A disciple of French dancer Dominique Delorme and Dr. Padma Subrahmanyam, Myriam Sophia Laxmi aka Paris Laxmi is trained in both Bharatanatyam and Bharatanrithyam. After opening with a self-choreographed Pushpanjali (Gambheera Nattai / adi) she moved on to the Kharaharapriya varnam "Aadave Arul Purivai...", a composition of Balasubrahmaniam and Madurai Sethuraman, set to dance by Dominique Delorme. The karanas of Bharatanrithyam were put into good use here and the precise execution of them made Laxmi's recital stand out. She was equally at ease handling the sthayi and those sancharis, be it the portrayal of Nandanar in "Varugalamo Ayya..." (Gopalakrishna Bharathi / Manji / misra chapu) or enacting the narratives included in the Meera bhajan "Hari Tum Haro..." (Darbari Kanada / adi). Maybe she could have brought more depth in abhinaya by adding subtlety rather than exaggerating in a few places. She then presented the joyful nayika in Oothukkadu Venkatasubbaiyer's "Kuzhaloothi Manamellam..." (Kamboji / adi) and concluded with a thillana in Sindubhairavi.
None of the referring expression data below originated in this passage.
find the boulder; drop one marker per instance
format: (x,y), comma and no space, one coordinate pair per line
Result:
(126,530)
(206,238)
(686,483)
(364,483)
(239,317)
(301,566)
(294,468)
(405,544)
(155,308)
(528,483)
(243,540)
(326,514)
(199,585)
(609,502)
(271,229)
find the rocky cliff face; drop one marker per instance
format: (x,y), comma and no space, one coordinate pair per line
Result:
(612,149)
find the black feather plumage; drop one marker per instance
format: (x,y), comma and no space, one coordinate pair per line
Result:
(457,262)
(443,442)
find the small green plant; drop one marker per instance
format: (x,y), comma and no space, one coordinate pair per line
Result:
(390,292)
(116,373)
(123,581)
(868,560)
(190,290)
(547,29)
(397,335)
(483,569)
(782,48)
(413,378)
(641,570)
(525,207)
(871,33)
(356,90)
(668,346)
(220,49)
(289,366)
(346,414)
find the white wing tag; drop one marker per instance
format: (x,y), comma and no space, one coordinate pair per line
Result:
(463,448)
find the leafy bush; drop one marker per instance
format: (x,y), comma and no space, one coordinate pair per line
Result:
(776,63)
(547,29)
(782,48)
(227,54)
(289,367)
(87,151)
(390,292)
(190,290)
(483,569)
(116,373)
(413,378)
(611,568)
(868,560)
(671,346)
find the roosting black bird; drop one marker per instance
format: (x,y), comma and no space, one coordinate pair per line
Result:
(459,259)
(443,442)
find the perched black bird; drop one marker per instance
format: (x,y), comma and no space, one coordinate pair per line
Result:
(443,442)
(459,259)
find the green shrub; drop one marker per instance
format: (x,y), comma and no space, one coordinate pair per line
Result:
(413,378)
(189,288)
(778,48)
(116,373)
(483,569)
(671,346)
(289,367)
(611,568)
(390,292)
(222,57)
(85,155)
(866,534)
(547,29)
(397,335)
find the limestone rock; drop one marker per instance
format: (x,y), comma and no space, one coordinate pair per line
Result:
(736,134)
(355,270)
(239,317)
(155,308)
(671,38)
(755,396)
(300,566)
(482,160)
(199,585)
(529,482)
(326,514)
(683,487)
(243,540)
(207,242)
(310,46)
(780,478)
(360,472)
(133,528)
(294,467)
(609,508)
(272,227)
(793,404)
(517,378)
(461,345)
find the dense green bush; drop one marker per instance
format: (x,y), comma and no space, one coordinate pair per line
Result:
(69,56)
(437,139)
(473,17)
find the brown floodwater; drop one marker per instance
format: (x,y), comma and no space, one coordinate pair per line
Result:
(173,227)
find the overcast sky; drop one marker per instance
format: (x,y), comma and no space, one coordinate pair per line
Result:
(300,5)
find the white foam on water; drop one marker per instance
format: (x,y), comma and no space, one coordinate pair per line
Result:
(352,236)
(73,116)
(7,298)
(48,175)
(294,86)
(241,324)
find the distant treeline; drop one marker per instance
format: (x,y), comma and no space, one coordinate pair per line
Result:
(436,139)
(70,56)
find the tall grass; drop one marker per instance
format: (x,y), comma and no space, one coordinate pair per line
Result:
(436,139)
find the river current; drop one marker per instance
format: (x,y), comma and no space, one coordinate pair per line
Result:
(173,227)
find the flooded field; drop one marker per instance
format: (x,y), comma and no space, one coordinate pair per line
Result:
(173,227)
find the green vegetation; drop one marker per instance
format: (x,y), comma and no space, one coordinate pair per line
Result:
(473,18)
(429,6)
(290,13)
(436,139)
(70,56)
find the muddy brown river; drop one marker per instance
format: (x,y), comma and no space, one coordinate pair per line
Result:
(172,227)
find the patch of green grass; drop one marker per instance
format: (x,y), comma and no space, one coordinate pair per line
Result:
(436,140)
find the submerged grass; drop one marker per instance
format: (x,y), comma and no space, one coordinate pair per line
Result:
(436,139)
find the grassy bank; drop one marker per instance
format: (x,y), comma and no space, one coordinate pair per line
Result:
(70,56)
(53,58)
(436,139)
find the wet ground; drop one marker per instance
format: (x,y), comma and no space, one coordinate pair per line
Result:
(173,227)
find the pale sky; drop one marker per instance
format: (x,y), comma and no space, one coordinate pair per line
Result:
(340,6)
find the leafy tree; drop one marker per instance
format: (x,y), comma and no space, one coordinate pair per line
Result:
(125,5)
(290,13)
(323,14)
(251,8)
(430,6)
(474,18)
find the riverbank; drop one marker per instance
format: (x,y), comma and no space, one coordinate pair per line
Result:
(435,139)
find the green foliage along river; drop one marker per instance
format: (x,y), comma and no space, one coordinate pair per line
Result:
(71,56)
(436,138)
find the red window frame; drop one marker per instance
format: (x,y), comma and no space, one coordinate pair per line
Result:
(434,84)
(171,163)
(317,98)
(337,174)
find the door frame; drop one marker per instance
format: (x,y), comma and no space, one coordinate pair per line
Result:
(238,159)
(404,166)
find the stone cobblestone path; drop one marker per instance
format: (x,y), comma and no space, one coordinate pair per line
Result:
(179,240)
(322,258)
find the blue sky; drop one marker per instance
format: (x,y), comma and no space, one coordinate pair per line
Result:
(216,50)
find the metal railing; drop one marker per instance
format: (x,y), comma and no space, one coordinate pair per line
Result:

Team of artists from Kalakshetra Foundation, Chennai, presented ‘Thraisram’ depicting the triadic existence of life through dance. After setting off with a traditional alarippu, the dance production made use of verses from Ramayana, Purandara Dasa’s "Aadidano Ranga..." and Aandal’s "Patti Meyndhu..." in an attempt to metaphorically represent human life, relationships and discovery of inner self. As expected from a group of meticulously trained dancers, the performers presented the sequences with dexterity. Indu Mohan and Sibi Sudarsan were seen in the lead. Making and breaking different formations while taking the traditional adavus, the dancers made sure that they were in full control and displayed good sense of space. However, ‘Thraisram’ fell short of expectations as it only lasted for less than an hour and other than the neatly executed choreography it had nothing much to offer. The performance came to an end with Kalakshetra's own Natabhairavi thillana.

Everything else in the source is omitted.